Ainsi, cette période de NOËL s’ouvre avec un petit miracle: l’évasion invraisemblable des otages. Elle se poursuit en un montage international pour venir nous aider à nous délivrer des affres de nos gangs, fédérés par les bons soins de l’État, par le biais de la CNDDR, et avec la bénédiction de nos tuteurs du CORE Group, par l’intermédiaire du BINUH. Maintenant semble venir le temps de se défaire de nos bandits. Leur mandat serait rendu à terme. Certains d’entre eux ont le nez fin et semblent avoir déjà reçu le message 5 sur 5. Par exemple, on entend de moins en moins parler du chef du G-9. Jimmy Chérizier, ci-devant Barbecue, aurait compris, semble-t-il, que: «tout jwèt se jwèt men kwòchèt pa ladan l.» Il semble avoir laissé le podium aux autres Ti Lapli et consorts qui ne paraissent pas avoir décodé pleinement ce qui se prépare. Même Lanmò San Jou joue le jeu. Lui et sa troupe tout entière, ils faisaient dodo gentiment, lors de l’évasion rocambolesque des otages des Christian Aid Ministries dans les hauteurs du Morne Cabrit, dans la nuit étoilée et fraîche du 15 au 16 décembre. Les 400 Mawozo, eux aussi, ont compris le message: «zòrèy pa fèt pou pi long pase tèt.» Ils se souviennent encore de la mésaventure de leur aîné sur ce parcours périlleux, un certain «Grenn Sonnen». Ils se souviennent, ils ont compris et en ont pris bonne note. C’est ainsi qu’on parvient à durer, si l’on veut faire de vieux os dans ce métier dangereux.

Pour sa part, la CEH a déjà commencé à leur baliser la voie de sortie.

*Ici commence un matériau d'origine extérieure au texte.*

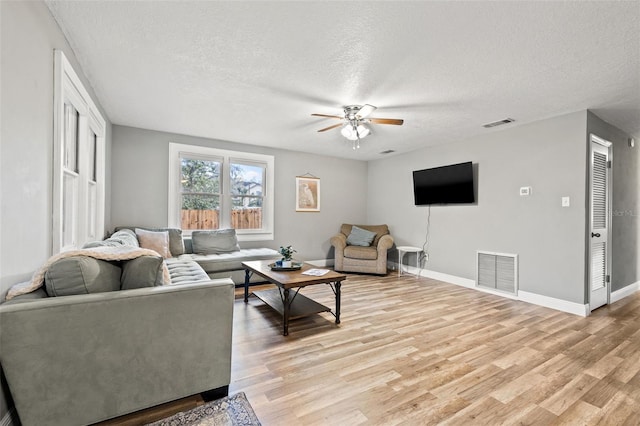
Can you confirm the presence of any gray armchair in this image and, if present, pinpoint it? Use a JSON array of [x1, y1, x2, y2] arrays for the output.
[[331, 223, 393, 275]]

Se regarder, les yeux dans les yeux, entre victimes et assassins, entre proies et prédateurs, puis demander et obtenir le pardon des offenses, sans contrepartie, sans pénalité, sans même une contrition des offenses. Et quelles offenses! Meurtres, viols, kidnappings contre rançon, suivis parfois d’assassinat malgré paiement, vols et détournements, terrorisme et grand banditisme. Tout cela et encore bien d’autres crimes, crimes de sang, crimes d’argent, perpétrés aux dépens d’un pays exsangue et dont la population est aux abois, livrée à la criée publique et aux aléas de l’aide internationale. Tout cela leur sera pardonné en se gardant bien de leur exiger de rembourser quoi que ce soit aux victimes qui le resteront pour le restant de leur vie et pendant encore plusieurs générations. C’est aussi cela, la Cour des Miracles, le Miracle de NOËL qui accompagne le pays et notre population en ces temps de fêtes de fin d’année. Qui sait ! Peut-être qu’à ce prix exorbitant, des temps meilleurs seront au détour de cette année qui laisse, derrière elle, un cortège de martyrs de tous ordres. Je ne demande qu’à le croire. Au demeurant, j’ai toujours été un peu Thomas, sur les bords. Je veux tâter d’abord, toucher du doigt avant de pouvoir croire. Je veux voir la lumière, au bout de ce tunnel interminable, éclairer cette terre pour l’exorciser enfin de toutes ces atrocités qui s’y sont abattues, de toutes nos errances qui nous y ont conduits.